Extract pages from PDF documents
Extract specific pages from PDF documents.
- What is it?
- How do I install it?
- How do I run it on the command line?
- How do I call it from python code?
- What license is it released under?
What is it?
A python package that extracts pages from PDF documents and writes them to a fresh PDF.
How do I install it?
pip install pdfpages
Or if you just want the git repo:
git clone email@example.com:philbooth/pdfpages.git
How do I run it on the command line?
pdfpages -o out.pdf in.pdf
The -o option is used to specify the output path and the final argument is the path to the input document. You can specify multiple input documents by listing further paths at the end of the command:
pdfpages -o out.pdf in1.pdf in2.pdf pdfpages -o out.pdf in/*.pdf
Without other arguments, the default behaviour is to extract the first page from each input document and write the result to the output PDF.

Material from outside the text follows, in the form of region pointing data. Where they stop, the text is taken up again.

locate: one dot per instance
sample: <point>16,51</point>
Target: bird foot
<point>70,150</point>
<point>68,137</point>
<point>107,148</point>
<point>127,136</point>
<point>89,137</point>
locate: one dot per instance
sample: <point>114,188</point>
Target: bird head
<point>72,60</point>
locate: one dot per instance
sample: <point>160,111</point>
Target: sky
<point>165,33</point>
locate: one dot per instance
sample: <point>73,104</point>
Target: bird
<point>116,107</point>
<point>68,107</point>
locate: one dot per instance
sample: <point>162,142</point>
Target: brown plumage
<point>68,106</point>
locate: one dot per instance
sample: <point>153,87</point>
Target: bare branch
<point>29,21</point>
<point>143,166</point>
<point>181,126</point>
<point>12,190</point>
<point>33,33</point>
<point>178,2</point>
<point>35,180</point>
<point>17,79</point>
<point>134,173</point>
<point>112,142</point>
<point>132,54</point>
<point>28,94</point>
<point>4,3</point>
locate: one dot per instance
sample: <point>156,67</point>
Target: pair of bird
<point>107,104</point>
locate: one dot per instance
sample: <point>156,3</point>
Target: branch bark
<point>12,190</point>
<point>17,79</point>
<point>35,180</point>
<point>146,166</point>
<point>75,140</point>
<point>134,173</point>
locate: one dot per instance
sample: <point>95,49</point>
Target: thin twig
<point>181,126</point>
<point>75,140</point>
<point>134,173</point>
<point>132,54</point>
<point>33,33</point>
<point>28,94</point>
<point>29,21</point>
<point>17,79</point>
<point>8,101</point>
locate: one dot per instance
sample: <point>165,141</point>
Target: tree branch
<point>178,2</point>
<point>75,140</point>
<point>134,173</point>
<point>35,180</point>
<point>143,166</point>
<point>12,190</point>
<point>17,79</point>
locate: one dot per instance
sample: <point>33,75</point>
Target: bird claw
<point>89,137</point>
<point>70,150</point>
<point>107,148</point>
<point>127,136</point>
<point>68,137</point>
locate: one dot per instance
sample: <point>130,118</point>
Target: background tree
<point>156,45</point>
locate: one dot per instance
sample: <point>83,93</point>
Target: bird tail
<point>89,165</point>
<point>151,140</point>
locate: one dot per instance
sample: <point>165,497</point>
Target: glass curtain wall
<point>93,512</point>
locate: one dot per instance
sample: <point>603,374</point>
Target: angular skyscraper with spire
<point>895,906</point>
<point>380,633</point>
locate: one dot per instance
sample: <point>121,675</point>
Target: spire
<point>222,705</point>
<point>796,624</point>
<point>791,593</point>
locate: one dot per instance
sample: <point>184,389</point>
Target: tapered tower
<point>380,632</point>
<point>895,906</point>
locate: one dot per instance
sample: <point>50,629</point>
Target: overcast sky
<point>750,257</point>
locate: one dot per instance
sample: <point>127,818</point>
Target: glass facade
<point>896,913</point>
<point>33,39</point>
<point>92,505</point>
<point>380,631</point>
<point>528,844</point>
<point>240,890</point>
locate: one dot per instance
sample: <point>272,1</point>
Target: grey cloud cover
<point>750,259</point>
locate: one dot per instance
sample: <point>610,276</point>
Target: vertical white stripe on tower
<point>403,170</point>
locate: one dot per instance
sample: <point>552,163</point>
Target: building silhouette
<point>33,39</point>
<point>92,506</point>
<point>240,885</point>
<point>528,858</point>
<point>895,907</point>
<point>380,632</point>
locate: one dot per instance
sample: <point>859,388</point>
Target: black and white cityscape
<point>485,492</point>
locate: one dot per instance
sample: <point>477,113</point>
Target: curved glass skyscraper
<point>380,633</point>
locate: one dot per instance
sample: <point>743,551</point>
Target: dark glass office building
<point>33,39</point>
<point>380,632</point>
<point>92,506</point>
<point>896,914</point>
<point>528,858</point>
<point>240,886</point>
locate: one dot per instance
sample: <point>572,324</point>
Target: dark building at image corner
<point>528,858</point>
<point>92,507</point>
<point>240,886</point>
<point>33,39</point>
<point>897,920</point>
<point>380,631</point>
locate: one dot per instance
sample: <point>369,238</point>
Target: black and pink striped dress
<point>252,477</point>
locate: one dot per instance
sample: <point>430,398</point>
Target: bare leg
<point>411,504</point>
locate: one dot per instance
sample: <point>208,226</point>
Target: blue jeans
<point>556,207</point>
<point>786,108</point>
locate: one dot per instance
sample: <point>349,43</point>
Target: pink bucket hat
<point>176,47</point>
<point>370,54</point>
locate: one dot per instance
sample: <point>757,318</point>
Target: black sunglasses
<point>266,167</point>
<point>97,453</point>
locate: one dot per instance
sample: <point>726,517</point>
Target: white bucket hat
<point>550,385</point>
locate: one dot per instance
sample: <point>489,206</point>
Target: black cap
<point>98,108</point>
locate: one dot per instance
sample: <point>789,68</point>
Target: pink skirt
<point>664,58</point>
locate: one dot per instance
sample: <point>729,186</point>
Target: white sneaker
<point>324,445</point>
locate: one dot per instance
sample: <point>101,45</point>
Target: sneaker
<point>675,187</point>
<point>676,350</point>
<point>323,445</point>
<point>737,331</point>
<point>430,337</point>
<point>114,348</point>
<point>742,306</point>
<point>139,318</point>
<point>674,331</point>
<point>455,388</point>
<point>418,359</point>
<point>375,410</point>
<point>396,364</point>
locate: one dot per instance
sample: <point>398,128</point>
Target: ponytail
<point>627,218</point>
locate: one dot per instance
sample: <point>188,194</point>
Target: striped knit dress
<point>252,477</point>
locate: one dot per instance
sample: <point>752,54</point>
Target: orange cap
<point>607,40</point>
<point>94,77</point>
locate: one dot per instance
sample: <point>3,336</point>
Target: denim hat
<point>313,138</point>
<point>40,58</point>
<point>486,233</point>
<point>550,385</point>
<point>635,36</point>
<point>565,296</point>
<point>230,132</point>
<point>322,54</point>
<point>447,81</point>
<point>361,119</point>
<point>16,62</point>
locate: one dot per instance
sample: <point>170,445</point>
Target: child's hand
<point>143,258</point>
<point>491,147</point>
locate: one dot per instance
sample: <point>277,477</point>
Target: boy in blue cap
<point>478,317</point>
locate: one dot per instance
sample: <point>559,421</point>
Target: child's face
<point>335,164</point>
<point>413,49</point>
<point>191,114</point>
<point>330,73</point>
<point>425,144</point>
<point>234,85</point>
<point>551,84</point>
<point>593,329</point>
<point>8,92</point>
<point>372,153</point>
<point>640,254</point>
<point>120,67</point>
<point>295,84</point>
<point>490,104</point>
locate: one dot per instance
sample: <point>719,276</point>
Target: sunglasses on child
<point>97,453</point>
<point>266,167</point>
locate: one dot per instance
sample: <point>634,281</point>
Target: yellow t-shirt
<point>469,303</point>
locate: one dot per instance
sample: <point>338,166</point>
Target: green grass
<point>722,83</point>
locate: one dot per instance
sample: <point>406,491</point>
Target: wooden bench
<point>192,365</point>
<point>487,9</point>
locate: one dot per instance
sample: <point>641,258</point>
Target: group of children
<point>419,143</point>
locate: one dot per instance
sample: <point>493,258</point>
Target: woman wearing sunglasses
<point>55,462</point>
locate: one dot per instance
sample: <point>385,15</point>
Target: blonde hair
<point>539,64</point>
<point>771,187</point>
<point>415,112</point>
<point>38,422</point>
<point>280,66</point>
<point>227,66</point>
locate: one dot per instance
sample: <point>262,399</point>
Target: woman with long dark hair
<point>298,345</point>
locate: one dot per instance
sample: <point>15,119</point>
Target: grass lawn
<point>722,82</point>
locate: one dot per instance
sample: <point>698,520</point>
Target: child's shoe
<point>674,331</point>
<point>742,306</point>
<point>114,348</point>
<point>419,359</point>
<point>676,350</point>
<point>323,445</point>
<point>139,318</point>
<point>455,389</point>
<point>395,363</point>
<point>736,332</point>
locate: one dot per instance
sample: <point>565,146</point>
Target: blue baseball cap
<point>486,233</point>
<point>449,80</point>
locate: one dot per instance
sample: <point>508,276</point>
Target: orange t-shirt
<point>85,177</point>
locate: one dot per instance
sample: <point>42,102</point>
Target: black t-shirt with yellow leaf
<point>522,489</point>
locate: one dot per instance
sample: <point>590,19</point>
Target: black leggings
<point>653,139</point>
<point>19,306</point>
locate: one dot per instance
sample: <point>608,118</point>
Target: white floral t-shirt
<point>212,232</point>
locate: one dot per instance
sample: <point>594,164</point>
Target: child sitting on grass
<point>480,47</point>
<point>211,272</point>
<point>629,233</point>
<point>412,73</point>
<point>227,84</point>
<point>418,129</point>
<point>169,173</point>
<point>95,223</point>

If you want to extract specific pages, you can use the -p option. For instance, to extract just the second page from each input document you woud run:
pdfpages -p 2 -o out.pdf in/*.pdf
Or to extract the second and third pages from each document:
pdfpages -p 2 3 -o out.pdf in/*.pdf
You can also use the -f and -c options to specify ranges of page numbers. For instance, to extract the first hundred pages from each document:
pdfpages -f 1 -c 100 -o out.pdf in/*.pdf
Or to extract the second hundred pages:
pdfpages -f 101 -c 100 -o out.pdf in/*.pdf
You can exclude specific pages from these ranges with the -e option. For example, to exclude the third page from the first five pages of each input document:
pdfpages -f 1 -c 5 -e 3 -o out.pdf in/*.pdf
Finally, you can see the usage information at any time using the -h option:
python pdfpages.py -h
How do I call it from python code?
import pdfpages pdfpages.extract(in_files, out_file, pages, exclude_pages)
- in_files: A tuple containing files opened for binary reading (mode "rb").
- out_file: A file opened for binary writing (mode "wb").
- pages: A tuple containing page numbers to extract (integers).
- exclude_pages: An optional tuple containing page numbers to exclude from extraction (integers). Defaults to an empty tuple.